Pattern of callose accumulation in pi4kβ1β2 leaves. (A) Aniline blue staining, and fluorescence microscopy. Scale bar = 500 µm. (B) Callose particles accumulated in different ROI. The squares represent the ROI. Data are presented as means ±s.e.m. Statistical differences were assessed using a two-way ANOVA, with a Tukey honestly significant difference (HSD) multiple mean comparison post hoc test. Different letters indicate a significant difference, Tukey HSD, P  <  0.05. n = 11.

Fig. 4.

Callose deposition in response to flagellin. (A) Representative images of callose accumulated in leaves of 4-week-old A. thaliana plants by aniline blue staining, 24 h after infiltration with 0.1 µm flg22 or mock infiltration. Scale bar = 1cm. (B) Quantification of callose particles. Values represent an average of five ROI. Data are presented as means +s.d. For each treatment, statistical differences between the genotypes were assessed using a one-way ANOVA, with a Tukey honestly significant difference (HSD) multiple mean comparison post hoc test.

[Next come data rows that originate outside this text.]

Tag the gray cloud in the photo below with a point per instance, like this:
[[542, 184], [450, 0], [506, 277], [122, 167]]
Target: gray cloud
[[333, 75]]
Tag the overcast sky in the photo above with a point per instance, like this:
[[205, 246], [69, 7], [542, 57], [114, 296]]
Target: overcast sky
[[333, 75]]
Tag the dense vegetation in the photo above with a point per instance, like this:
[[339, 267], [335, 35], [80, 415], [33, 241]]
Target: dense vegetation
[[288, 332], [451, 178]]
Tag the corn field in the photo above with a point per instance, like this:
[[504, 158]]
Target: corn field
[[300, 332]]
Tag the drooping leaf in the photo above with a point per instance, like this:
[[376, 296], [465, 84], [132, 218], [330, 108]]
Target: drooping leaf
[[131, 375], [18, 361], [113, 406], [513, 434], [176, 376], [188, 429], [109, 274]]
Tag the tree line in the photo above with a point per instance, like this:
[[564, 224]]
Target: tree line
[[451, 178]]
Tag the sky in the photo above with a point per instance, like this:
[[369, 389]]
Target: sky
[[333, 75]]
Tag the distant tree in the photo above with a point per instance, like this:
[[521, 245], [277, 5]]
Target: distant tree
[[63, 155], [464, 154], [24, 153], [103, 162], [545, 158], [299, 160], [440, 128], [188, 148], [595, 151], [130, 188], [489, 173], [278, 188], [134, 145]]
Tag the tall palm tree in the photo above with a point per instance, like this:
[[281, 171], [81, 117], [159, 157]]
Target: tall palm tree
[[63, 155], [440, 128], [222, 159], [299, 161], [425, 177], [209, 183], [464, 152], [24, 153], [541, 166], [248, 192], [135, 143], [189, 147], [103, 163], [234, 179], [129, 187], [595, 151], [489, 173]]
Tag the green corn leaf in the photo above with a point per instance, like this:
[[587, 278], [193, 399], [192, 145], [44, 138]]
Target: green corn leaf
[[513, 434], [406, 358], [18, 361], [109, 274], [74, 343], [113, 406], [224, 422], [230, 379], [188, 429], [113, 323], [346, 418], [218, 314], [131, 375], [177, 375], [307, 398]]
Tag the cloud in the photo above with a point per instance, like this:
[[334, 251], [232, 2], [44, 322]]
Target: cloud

Different letters indicate a significant difference, Tukey HSD, P  <  0.01, n = 4.

Fig. 5.

Resistance of pi4kβ1β2 to penetration by the non-host pathogen Blumeria graminis f. sp. hordei (Bgh). (A) Four types of interactions counted in the penetration success analysis after trypan blue staining. Scale bar = 5 µm. (B) Data showing penetration success of Bgh 24 hpi in each genotype: the mean number of cells with either haustoria or dead cells, respectively. (C) Data showing mean area of a callose spot per mm² at 24 hpi after interaction with Bgh spores. (D) Data showing mean area of a callose spot per mm² at 24 hpi after interaction with Bgh spores. Data for B, C and D were processed by ANOVA, with a Tukey honestly significant difference (HSD) multiple mean comparison post hoc test, the data represent one independent experiment, and the experiment was repeated four times. Letters indicate a significant difference, Tukey HSD, P  <  0.01. (E) Pictures demonstrating callose staining with aniline blue 24 hpi with Bgh. Scale bar = 100 µm.

Fig. 6.

Schematic representation of the effects of the pi4kβ1β2 double mutation on Arabidopsis plants.